The resulting documentation is generated as follows:

![Kafka_consumer](images/screenshot-kafka-consumer.png)

## Testing the service

``` python
from os import environ

import anyio
import asyncer
from tqdm.notebook import tqdm, trange

from fastkafka.helpers import (
    consumes_messages,
    create_missing_topics,
    create_admin_client,
    produce_messages,
    wait_for_get_url,
)

from fastkafka.testing import LocalKafkaBroker
```

``` python
num_workers = 4
listener_port = 9913
msgs = [
    dict(user_id=i, feature_1=[(i / 1_000) ** 2], feature_2=[i % 177])
    for i in trange(5_000, desc="generating messages")
]

bootstrap_servers = f"{environ['KAFKA_HOSTNAME']}:{environ['KAFKA_PORT']}"

async with LocalKafkaBroker(
    zookeeper_port=9911, listener_port=listener_port
) as bootstrap_servers:
    create_missing_topics(
        ["input_data", "predictions"],
        bootstrap_servers=bootstrap_servers,
        num_partitions=4,
    )

    async with asyncer.create_task_group() as tg:
        output = tg.soonify(run_script_and_cancel)(
            script=script.replace(
                "bootstrap_servers = f\"{environ['KAFKA_HOSTNAME']}:{environ['KAFKA_PORT']}\"",
                f'bootstrap_servers = "localhost:{listener_port}"',
            ),
            script_file=f"server.py",
            cmd=f"fastkafka run --num-workers={num_workers} server:kafka_app",
            cancel_after=120,
        )

        tg.soonify(consumes_messages)(
            msgs_count=len(msgs),
            topic="predictions",
            bootstrap_servers=bootstrap_servers,
        )

        await anyio.sleep(10)

        tg.soonify(produce_messages)(
            msgs=msgs, topic="input_data", bootstrap_servers=bootstrap_servers
        )

print(output.value[1].decode("UTF-8"))
```

    generating messages:   0%|          | 0/20000 [00:00<?, ?it/s]

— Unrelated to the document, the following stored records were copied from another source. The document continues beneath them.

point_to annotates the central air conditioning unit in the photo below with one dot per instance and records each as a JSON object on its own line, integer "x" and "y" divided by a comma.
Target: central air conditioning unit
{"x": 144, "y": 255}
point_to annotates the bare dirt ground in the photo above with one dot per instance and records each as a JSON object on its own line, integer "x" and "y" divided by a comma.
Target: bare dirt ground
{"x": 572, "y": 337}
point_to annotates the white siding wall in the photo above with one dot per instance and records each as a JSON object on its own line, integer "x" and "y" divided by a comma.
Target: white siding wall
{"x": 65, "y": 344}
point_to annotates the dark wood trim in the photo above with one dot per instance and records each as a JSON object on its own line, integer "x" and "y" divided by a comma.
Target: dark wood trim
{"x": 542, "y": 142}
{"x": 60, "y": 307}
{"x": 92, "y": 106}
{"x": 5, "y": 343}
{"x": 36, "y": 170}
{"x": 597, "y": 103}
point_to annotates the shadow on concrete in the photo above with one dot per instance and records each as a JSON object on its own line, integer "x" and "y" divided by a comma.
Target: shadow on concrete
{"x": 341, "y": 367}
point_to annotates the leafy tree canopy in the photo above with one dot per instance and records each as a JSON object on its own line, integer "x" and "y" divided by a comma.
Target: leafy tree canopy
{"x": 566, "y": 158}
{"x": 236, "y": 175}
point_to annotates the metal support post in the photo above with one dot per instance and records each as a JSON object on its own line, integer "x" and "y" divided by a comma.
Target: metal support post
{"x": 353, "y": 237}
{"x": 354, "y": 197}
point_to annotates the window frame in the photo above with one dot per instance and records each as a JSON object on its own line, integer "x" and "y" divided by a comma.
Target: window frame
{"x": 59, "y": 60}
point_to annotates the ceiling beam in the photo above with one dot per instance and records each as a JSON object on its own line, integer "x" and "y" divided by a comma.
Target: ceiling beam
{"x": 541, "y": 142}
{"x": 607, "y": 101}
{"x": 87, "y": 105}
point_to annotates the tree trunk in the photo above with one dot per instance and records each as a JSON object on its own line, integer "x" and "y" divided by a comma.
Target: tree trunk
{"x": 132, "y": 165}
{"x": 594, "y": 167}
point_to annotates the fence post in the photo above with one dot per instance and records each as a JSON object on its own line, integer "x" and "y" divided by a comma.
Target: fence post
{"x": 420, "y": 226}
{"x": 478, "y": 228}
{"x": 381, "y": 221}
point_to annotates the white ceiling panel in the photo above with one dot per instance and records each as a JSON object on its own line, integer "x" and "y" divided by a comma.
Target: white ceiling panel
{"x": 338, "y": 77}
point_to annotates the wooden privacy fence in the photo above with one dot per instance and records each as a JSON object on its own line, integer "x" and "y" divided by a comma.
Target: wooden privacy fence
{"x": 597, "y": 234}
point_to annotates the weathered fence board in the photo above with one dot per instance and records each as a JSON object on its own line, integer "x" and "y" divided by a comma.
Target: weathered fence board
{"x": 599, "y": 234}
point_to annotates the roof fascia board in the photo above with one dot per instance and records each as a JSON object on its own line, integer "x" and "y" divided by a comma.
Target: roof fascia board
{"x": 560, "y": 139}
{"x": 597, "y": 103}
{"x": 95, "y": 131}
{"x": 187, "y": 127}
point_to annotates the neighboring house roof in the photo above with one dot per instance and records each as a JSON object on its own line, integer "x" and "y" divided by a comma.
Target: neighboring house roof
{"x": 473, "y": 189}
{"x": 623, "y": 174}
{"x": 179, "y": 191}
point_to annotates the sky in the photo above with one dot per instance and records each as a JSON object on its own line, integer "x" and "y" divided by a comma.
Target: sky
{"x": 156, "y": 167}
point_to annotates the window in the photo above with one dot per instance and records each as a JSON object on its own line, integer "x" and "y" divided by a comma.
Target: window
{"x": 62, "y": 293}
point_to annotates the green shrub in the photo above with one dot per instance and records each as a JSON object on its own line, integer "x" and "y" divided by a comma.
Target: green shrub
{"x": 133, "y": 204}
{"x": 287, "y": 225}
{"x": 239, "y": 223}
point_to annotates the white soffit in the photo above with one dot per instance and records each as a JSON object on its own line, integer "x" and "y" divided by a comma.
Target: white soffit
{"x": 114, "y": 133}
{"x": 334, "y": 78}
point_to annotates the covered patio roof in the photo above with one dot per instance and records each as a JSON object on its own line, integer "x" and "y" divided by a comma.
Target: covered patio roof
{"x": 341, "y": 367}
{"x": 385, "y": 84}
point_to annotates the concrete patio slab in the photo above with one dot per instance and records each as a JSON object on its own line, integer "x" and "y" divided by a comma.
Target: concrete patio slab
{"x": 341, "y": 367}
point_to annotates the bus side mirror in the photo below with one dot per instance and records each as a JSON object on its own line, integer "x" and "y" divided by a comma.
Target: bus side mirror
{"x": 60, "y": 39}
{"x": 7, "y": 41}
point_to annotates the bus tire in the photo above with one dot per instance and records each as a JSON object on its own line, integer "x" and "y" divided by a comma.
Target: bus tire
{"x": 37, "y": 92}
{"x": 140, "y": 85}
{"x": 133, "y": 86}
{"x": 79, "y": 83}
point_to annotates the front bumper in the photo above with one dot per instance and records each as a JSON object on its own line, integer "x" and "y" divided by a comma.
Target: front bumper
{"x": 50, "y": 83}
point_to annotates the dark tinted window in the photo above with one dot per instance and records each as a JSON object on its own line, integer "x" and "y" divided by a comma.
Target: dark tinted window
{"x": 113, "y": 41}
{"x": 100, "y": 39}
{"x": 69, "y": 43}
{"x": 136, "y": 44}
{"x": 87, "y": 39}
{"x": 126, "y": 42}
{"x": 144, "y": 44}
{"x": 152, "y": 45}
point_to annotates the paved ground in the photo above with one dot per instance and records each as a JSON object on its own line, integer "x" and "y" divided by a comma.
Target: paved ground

    [INFO] fastkafka.testing: Java is already installed.
    [INFO] fastkafka.testing: But not exported to PATH, exporting...
    [INFO] fastkafka.testing: Kafka is already installed.
    [INFO] fastkafka.testing: But not exported to PATH, exporting...
    [INFO] fastkafka.helpers: create_missing_topics(['input_data', 'predictions']): new_topics = [NewTopic(topic=predictions,num_partitions=4)]
    [INFO] aiokafka.consumer.subscription_state: Updating subscribed topics to: frozenset({'predictions'})
    [INFO] aiokafka.consumer.group_coordinator: Metadata for topic has changed from {} to {'predictions': 4}. 

    consuming from 'predictions':   0%|          | 0/20000 [00:00<?, ?it/s]

    producing to 'input_data':   0%|          | 0/20000 [00:00<?, ?it/s]

    [INFO] fastkafka.components._subprocess: terminate_asyncio_process(): Terminating the process 5435...
    [INFO] fastkafka.components._subprocess: terminate_asyncio_process(): Process 5435 was already terminated.
    [INFO] fastkafka.components._subprocess: terminate_asyncio_process(): Terminating the process 5052...
    [INFO] fastkafka.components._subprocess: terminate_asyncio_process(): Process 5052 was already terminated.

    PendingValueException: The return value of this task is still pending. Maybe you forgot to access it after the async with asyncer.create_task_group() block. If you need to access values of async tasks inside the same task group, you probably need a different approach, for example with AnyIO Streams.